Holy crap! I see 'em! I see the rods! I used binoculars, and then a microscope into the mirror! I see them!!

Tripler
And strangely I hear, “Some guys have all the luck, some guys have all the pain . . .” in the background!

Damn, RickJay, I wanted to start an Urban Legend, and you beat me to it.

Well, I guess I’ll keep my eyes peeled for some “rod” messages heading to my inbox within the next year.

I’ve always wondered how this sort of experiment would turn out, but I could never think of a good fake urban legend.

Cool. If you need some help, you know, follow up posting supporting your thesis, let me know. My e-mail address is in my personal stuff.

I assume that I have your permission to spread this around to everyone I know, slightly modified, of course. :slight_smile:

I’m not sure your UL will spread. There’s no “eek” factor, no “gross” factor, no “conspiracy” factor, no “fear” factor etc…in it which could lead people to repeat and spread it, IMO.

By the way, such an experiment has already be conducted scientifically at least once in France, and probably many other times in various countries, so I suppose there should be some studies on this topic out there…

Yeah, but it has the element of simplicity.

Who wants to bother with developing film to see “rods” or “globes”, as I’ve seen it called? I mean, come on, that costs money! :smiley:

I don’t think it’s fair if you, or other erstwhile debunkers, try to spread it. You’re basically eliminating the counter-force that hampers most ULs. I also agree with clairobscur that it won’t spread well - nobody except UL circle people knows what the heck rods are.

A friend of mine decided to spread a rumor around my hometown that Ewan McGregor did the voice of Scrooge McDuck, under a pseudonym. It was then retold to him as fact at many a party.

Why he decided on that particular falsehood is beyond me, but I have to admit that I found it very amusing.

This is fighting ignorance?

No. It’s flying ignorance!

Oooh, idea-we should see if we can’t make a whole slew of them.

I think your UL might be a tad too complicated. It also doesn’t really have a meaty hook, in that it isn’t a story, doesn’t involve a celebrity, and builds on an already-existing urban legend.

But, hey, good luck. :).

What next? Send out a bunch of spam to see if any of it bounces back?
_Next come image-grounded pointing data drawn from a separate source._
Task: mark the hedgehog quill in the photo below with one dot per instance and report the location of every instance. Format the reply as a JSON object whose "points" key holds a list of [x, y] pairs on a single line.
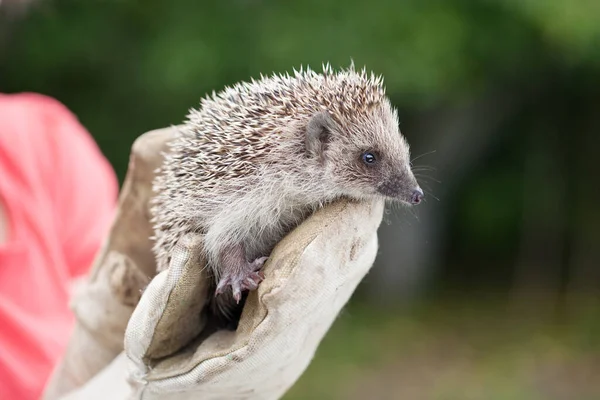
{"points": [[259, 157]]}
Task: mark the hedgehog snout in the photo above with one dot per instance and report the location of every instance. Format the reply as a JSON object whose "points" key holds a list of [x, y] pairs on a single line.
{"points": [[417, 196], [402, 188]]}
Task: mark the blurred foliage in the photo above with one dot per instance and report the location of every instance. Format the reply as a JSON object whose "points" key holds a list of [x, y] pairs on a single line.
{"points": [[127, 66], [456, 350]]}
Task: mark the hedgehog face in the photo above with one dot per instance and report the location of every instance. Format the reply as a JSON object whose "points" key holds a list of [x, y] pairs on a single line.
{"points": [[364, 158]]}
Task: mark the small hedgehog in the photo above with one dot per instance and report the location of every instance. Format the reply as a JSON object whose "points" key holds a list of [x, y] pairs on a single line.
{"points": [[257, 158]]}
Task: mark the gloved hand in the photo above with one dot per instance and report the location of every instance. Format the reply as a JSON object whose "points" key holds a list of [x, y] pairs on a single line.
{"points": [[170, 349]]}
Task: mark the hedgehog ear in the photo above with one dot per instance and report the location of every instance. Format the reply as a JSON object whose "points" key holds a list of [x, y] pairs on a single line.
{"points": [[318, 134]]}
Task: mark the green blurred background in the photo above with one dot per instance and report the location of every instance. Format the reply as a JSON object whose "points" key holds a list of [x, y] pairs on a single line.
{"points": [[490, 289]]}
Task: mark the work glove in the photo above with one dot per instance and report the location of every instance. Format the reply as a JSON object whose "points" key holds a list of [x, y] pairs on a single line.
{"points": [[142, 335]]}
Why not send a chain letter saying that you’re a dying child who’s last wish is that everyone send his letter to five of their friends?

Sorry for the sarcasm, but what’s the point of this “Sociological Experiment”?

Was the spider eating legend really manufactored?

You bet it was.

I agree that its too complicated. I wasn’t quite sure what you were talking about with the rods.

I think you are going to have to dumb it waaaaaay down.
Besides, who has really good mirrors laying around?

The problem with it is you are giving people a chance to ‘test’ it. You need a UL, like the spider one, that no one can really prove.

I can just imagine this conversation:

Spider UL:
Me: Did you know that you eat 12 spiders in your lifetime while sleeping?
Friend: Eeew! gross! (goes off to tell someone else)

Rods UL:
Me: Did you know that you actually don’t need a camera to see rods flying by? instead you can use 2 mirrors hold them against each other and you will see the “rods” flying about in the deep iterations of the reflection.
Friend: What?

Naah… you need either gross or sexual - I think it would be better to invent some story about a childrens toy or some other normal thing and say that if you do “something something” with it, you’ll get an instant orgasm - ofcouse it must be done precisely right to work.

// brian

Yes, this is horrible, this idea.

I don’t like being critical (oh, who am I kidding, I love eeeeeet!) but your urban legend requires too much explanation. I’d never heard of rods before and I’m betting not many people I know have either. Good urban legends don’t need explaining, that’s why they’re so popular!